ImpactAlpha, April 18 — “There has never been a better time to start a carbon removal company,” wrote Chris Sacca in launching his new dedicated carbon removal fund. Innovation on the supply side is “bonkers,” he said, noting advances in electrochemistry, engineered fungi in soil, and new chemical structures that are reducing costs and enabling more efficient carbon capture.
Just as important: exploding demand for carbon removal from companies such as Stripe, which last week launched a collaboration called Frontier with other tech companies to purchase $1 billion of carbon removal by 2030. The companies hope to accelerate commercialization and drive down costs for carbon removal solutions.
Sacca singled out Stripe, which backed his new fund, for “pushing the envelope on climate solutions” and recycling profits from the fund into carbon removal purchases. Ryan Orbuch, who led the carbon removal procurement program at Stripe before joining Lowercarbon in December, will lead the fund.

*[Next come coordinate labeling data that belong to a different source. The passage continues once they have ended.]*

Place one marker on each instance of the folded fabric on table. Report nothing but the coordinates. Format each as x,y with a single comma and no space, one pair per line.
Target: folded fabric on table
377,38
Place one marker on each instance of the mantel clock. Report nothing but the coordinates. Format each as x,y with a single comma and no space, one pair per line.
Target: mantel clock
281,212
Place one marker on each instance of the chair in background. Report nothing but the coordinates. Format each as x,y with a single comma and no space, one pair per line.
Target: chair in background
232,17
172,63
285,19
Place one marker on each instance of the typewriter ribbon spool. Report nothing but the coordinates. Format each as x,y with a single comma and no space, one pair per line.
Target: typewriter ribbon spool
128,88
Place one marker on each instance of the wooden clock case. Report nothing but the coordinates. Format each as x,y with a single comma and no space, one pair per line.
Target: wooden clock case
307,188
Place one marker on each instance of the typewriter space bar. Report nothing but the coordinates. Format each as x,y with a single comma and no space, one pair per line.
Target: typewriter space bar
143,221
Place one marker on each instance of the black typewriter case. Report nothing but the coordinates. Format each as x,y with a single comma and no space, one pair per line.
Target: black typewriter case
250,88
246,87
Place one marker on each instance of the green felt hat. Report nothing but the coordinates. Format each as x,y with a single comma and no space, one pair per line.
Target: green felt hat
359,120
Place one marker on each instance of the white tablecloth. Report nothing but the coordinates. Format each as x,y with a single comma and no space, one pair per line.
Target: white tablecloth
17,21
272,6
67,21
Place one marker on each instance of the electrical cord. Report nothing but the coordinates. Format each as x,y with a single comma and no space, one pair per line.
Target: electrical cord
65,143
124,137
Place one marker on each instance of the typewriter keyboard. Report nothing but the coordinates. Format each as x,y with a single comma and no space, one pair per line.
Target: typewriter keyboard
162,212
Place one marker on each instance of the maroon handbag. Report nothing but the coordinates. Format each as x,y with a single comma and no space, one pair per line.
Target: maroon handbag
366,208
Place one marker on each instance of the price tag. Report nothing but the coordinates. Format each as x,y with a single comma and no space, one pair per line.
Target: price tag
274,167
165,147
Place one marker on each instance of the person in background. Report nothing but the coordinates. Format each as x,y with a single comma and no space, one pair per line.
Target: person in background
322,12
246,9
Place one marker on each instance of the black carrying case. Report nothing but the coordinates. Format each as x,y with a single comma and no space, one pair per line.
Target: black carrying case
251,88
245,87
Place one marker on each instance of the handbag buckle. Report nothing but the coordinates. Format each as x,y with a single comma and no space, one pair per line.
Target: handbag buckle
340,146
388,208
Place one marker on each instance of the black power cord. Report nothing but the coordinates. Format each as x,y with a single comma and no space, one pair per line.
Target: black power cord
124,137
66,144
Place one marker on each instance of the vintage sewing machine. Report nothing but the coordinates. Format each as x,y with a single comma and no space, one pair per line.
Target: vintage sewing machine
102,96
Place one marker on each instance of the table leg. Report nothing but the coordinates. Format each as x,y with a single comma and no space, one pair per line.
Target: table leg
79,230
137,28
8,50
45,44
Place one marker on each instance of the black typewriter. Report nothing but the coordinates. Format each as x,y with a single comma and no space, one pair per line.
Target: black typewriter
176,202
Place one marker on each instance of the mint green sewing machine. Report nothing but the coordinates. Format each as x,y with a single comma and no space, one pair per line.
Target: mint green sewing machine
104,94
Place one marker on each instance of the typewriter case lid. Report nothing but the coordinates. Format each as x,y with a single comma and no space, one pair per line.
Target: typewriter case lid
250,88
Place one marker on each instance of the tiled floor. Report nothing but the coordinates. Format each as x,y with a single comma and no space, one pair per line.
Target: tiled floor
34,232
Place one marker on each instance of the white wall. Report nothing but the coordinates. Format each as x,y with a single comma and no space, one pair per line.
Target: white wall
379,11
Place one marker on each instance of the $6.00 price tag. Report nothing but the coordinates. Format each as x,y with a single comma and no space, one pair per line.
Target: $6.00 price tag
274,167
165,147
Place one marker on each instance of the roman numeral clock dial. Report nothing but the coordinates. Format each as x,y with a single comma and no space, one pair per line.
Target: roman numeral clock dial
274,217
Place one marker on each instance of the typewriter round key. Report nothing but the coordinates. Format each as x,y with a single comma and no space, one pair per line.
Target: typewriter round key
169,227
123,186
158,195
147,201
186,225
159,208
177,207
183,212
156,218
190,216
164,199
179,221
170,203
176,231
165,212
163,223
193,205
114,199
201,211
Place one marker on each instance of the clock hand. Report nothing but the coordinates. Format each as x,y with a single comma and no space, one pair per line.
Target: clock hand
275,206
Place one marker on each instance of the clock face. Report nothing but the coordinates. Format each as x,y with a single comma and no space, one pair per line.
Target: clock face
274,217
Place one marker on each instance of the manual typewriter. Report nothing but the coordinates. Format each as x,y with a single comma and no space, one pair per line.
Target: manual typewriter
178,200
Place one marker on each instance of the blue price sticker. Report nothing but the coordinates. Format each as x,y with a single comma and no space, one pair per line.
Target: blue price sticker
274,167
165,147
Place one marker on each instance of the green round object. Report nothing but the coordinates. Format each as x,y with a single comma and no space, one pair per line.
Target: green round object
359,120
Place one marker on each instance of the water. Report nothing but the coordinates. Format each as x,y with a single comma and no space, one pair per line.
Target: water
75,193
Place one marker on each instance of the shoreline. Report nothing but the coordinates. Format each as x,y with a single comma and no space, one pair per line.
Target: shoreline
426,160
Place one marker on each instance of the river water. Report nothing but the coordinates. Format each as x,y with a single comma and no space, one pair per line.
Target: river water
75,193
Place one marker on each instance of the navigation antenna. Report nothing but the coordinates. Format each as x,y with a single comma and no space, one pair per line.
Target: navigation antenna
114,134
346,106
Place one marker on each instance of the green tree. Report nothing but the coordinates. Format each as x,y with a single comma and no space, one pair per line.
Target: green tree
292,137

Global temperatures could surpass 1.5 degrees Celcius from pre-industrial levels this century. Carbon removal may be the only way to bring them back down. Lowercarbon’s fund will target carbon removal approaches “with massive potential that haven’t even been discovered yet,” said Sacca.
The firm backed Verdox in February to commercialize electric carbon capture. Sacca has also invested in carbon removal providers Charm Industrial, which stores carbon-rich bio-oil underground, Living Carbon, which has engineered “carbon-guzzling supertrees,” and Running Tide, which farms kelp to sequester carbon in the ocean.
Separately, direct-air capture pioneer Climeworks raised $650 million earlier this month in the largest-ever haul for a climate removal company.